Revenons à la musique. Après plus de dix années et deux albums forcément moins étincellant si l'on force la comparaison avec "Deserter's Song", Mercury Rev revient avec un "Snowflake Midnight" aventureux, expérimental, remarquablement produit par Dave Friedmann (également responsable du son de Sparklehorse et des Flaming Lips), empruntant à la musique électronique quelques rythmes et quelques nappes ("Snowfake In A Hotworld"), au rock indie des guitares saturées et quelques montées ("Runaway Raindrop", "People Are So Unpredictable") et la contemplation ambiante d'un Brian Eno ("October Sunshine").
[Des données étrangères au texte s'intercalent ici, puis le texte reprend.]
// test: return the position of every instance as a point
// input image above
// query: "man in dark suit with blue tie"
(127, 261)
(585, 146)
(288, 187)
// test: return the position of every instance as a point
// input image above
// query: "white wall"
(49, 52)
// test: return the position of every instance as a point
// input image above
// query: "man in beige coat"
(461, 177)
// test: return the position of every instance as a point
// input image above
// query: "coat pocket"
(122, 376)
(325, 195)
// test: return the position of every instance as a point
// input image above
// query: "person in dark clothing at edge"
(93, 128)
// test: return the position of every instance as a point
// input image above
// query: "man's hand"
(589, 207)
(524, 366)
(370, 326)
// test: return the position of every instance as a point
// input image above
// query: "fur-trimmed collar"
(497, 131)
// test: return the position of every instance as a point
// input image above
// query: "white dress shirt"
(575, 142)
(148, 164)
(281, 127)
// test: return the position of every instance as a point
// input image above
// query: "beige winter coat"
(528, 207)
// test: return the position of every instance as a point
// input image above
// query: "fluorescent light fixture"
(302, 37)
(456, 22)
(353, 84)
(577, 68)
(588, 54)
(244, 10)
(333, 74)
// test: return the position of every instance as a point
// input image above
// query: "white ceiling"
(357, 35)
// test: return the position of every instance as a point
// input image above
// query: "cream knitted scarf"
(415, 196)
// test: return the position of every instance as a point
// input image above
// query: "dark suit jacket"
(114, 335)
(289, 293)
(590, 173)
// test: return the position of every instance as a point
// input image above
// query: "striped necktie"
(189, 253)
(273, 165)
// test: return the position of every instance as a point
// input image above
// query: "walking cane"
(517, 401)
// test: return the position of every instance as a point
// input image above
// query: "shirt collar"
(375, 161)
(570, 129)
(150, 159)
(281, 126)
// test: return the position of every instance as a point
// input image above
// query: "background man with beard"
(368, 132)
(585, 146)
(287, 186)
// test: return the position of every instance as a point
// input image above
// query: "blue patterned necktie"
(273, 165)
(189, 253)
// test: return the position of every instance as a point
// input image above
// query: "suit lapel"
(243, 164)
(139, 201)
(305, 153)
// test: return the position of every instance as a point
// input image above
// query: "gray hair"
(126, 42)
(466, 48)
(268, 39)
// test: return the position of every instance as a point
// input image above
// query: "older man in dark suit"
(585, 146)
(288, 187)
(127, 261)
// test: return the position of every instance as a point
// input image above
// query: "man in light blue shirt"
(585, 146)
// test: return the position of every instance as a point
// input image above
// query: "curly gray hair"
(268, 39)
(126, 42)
Les emprunts sont légion mais ils sont dissimulés derrière un ensemble fort, assumé et jamais en contradiction avec l'identité première de Jonathan Donahue et sa bande : créer une pop imagée qui transcende les barrières de la musique pop contemporaine.

Certains pourrait crier à l'indigestion, à l'overdose créee par un trop plein de lyrisme ("Faraway From Cars"), ce défaut si souvent reproché au groupe. Il n'en est rien, Mercury Rev parvient à doser, à allier subtilité et exubérance sans tomber dans le rock progressif. Définitivement un coup de coeur.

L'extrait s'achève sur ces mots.